南宮にては司馬炎登極の宴が盛大に催され、晋朝万年の栄華を祈念する言葉が溢れかえっておりました。
王弥よりの酒を、一息に飲み干されます。
「天下に安寧があれば、それで良いのだが」
司馬昭の手腕は、魏国中の晋国を他に並ぶ事なき雄国へと育て上げは致しました。なれど未だに、呉の地にて大勢力を保つ孫皓、塞外の民を糾合し大単于を僭称する禿髪樹機能など、司馬氏にまつろわぬ者らも多くありました。

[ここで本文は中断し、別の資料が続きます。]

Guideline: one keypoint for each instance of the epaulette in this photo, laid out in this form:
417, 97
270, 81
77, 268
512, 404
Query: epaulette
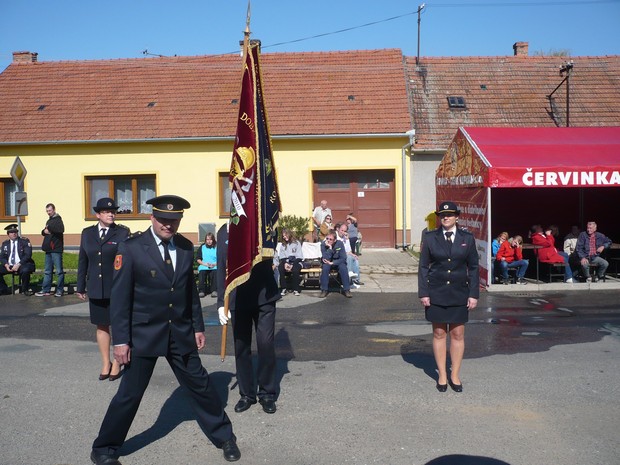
134, 235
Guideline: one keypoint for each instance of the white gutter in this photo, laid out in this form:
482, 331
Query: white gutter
208, 139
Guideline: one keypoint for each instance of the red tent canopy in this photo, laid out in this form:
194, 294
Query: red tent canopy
539, 157
575, 173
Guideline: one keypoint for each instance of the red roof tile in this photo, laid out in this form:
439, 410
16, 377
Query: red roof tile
515, 93
185, 97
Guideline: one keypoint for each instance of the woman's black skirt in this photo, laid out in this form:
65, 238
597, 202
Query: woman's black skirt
440, 314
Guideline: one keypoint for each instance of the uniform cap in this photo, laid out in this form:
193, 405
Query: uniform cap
168, 206
105, 203
448, 207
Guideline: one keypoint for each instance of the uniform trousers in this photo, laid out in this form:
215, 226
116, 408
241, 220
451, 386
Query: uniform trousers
191, 375
262, 319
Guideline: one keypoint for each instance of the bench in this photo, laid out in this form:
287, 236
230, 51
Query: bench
311, 265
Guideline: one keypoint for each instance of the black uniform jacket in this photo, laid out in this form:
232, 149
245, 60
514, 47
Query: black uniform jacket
146, 307
448, 275
260, 289
96, 260
24, 249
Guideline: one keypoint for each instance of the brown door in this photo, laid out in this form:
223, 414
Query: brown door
368, 194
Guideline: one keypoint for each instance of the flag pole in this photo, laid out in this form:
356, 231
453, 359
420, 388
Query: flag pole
246, 43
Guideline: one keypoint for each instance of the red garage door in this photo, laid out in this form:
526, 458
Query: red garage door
368, 194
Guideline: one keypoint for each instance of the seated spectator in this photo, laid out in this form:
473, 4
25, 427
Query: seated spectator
290, 258
495, 245
547, 253
16, 257
510, 255
570, 241
497, 242
326, 227
334, 256
206, 256
570, 247
590, 245
352, 231
353, 264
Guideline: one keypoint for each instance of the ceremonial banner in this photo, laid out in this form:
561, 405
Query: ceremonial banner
255, 201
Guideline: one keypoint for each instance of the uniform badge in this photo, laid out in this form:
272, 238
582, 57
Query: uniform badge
118, 262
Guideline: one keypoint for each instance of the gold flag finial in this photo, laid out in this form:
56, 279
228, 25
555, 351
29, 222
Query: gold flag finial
247, 21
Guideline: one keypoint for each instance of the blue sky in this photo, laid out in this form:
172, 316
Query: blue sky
89, 29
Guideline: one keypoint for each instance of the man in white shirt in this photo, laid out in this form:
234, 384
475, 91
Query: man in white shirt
318, 216
16, 257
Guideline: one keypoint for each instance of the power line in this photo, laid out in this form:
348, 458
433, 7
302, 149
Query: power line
445, 5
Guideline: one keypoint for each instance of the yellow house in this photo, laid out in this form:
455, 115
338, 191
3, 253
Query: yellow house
135, 128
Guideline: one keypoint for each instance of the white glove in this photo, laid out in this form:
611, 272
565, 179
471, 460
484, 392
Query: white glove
223, 318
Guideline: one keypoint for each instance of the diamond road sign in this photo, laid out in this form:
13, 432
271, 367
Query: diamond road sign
18, 173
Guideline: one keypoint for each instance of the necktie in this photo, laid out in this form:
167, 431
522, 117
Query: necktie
167, 260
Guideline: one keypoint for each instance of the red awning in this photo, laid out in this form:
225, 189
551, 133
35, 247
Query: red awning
547, 157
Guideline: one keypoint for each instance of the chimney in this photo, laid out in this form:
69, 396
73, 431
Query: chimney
520, 49
25, 57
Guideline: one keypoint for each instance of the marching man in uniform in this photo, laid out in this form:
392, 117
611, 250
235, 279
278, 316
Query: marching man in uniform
155, 311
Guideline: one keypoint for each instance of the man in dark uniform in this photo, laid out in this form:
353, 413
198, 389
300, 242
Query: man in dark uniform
253, 304
156, 312
16, 257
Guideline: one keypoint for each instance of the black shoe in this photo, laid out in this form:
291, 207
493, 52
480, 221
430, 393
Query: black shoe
116, 376
103, 459
455, 387
269, 405
231, 451
244, 404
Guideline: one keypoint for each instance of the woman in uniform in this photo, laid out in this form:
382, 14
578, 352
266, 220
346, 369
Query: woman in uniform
448, 287
98, 246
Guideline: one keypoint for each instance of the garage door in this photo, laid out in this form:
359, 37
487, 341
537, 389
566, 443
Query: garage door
368, 194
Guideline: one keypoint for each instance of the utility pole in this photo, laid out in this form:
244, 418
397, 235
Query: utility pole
420, 8
567, 68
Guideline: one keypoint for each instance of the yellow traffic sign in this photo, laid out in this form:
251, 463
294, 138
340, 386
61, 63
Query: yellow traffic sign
18, 173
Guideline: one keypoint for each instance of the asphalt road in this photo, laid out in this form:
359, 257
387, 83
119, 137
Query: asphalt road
541, 386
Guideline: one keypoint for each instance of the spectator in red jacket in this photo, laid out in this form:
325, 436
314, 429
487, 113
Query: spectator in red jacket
547, 253
510, 255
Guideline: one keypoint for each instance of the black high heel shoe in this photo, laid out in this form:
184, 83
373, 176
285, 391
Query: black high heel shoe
103, 377
455, 387
116, 376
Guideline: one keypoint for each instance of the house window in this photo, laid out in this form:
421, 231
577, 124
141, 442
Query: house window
224, 194
456, 102
129, 192
7, 199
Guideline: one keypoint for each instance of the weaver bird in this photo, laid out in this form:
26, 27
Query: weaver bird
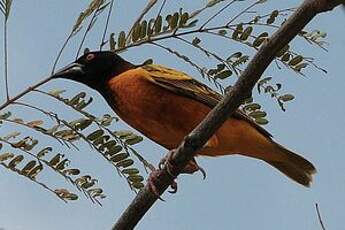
166, 104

これら残された朝敵を討ち果たすため、司馬炎が引き連れる勇将賢官、数多の顕才は、父より引き継いだ臣下。無論その多くは司馬炎と共に晋室の枢機に携わり、次なる世の主として司馬炎を尊んで参った事でしょう。なれど大いなる父公が振るった手腕とは、いやでも見較べられるものでありました。
「元海、そう言えば貴様は、何度か司馬炎に謁見しておったな。どうだ、貴様の目より見て」
「果断、ではないな。だが、しなやかではある。長らく魏国の内で育ってきた晋室は、既にして守勢の時期にある。こと社稷を保つのであれば、恐らく父御よりも巧みであろう」
「そうか。では、次の世は?」
ふたたび、王弥が徳利を突き出します。
やはり元海様は、何も語らず、杯を受けるのでした。
司馬炎の嫡子、皇太子・司馬衷。後に起こる皇族同士の権勢争い、いわゆる八王の乱のさなかに立つこととなる彼の者は、既にしてその暗愚さを宮中にても後ろ指さされておりました。
漢の国とて、高帝お一人でその隆盛を作られたわけではありません。むしろ皇后呂氏による簒奪の危地にすらあった中、後継たる文帝の手によって救い出される事で、ようやく孤人らの知る栄華が生まれたのです。それほどに、後継の存在とは、重いもの。
全てが終わった今だからこそ分かるのですが、禅譲の折、既にして晋は外戚らの手に没しておりました。中でも司馬衷の母の一族、楊氏と、司馬衷の妃の一族である賈氏。両氏の権勢は殊の外大きく、彼らは時に手を携え、時には反目し合い、晋の社稷を私せんと蠢くのです。
司馬氏の天命は、あるいは彼の者らが食い潰した、と断じてすら良いのやも知れません。